The designed systems performs the inference for segmentation and classification with InferenceEngine libraries, while openCV process the images for vizualization, given the next three examples
Fig 5. System test examples
This optimization allow use a computer with restricted resources because the heavy processing is loaded in the FPGA and allow to the processor made other processes, avoiding a system crash. Another important use of the inference results is the statistical feature extraction using the segmentation mask obtained in the segmentation inference. For this, the openCV libraries is sufficient to get this statistical data about segmentation, providing more information to create a computer aided diagnostic. Between the features we can get area, eccenticity, moments and more in order to infor to the user and show importan information about the region of interest like the more symetrical axis
Fig 6. Region of Interest feature extration and representation
In the first attempt of system development we had a small resource computer, achieving a 75% of accuracy in the segmentation engine. The last described equipment allows to us increase the training computation and model configuration, with that we reached a model with 92% accuracy and 0.15 in Cross Entropy Loss measure.

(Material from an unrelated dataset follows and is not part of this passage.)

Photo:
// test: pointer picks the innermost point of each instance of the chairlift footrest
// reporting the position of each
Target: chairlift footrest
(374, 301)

The dataset has a high variation in image acquisition like over ilumination, hair presence, lenses coupling and so on. This effects are considered by the architecture and derives in inference error controlled by Cross Entropy and IoU measures that could be more effective with small architectures in less variation acquisition scenarios.

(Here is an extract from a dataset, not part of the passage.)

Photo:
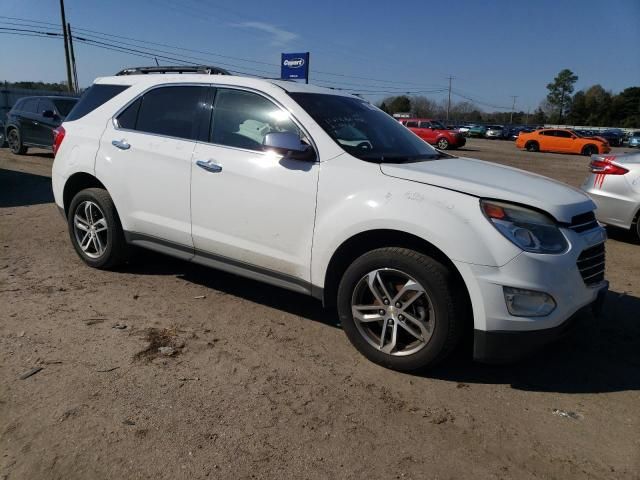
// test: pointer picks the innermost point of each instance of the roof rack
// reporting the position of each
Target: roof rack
(207, 70)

In addition, We achieve a segmentation time of 93.88 ms and a classification time of 22.39 ms with models with precisions of U8 and FP16 for the input and output respectively. the input images are resized from 576x767 px to 160x320 px to use the loaded models and the segmentation is postprocessed to obtain the mayor and minior symetrical axis, area and Eccentricity with statistical moments. The total process time rises up to 139.02 ms, this means that we can proccess 7.19 FPS with all processing times.
Fig 7. System implementation workflow
The system is an integral design because we need use specific resources for each stage. The CPU, Nvidia GPU and Tensorflow platform work together for the training process. The trained architectures need an optimization in order to get the best version of the model generated. For this, a cooperative work between Tensorflow and OpenVINO platforms should be stablished for the IR model generation. After that, the CPU, GPU and FPGA hardware platforms could have an heterogeneous approach, this means that the CPU and GPU process the image for adaptation and visualization while the CPU and FPGA made the inference about the data obtained. The data to process consists in images adquired by telemedicine perspective, consequently, only a patient or medic take and send a photo to standard use computer and obtain a preliminar diagnosis.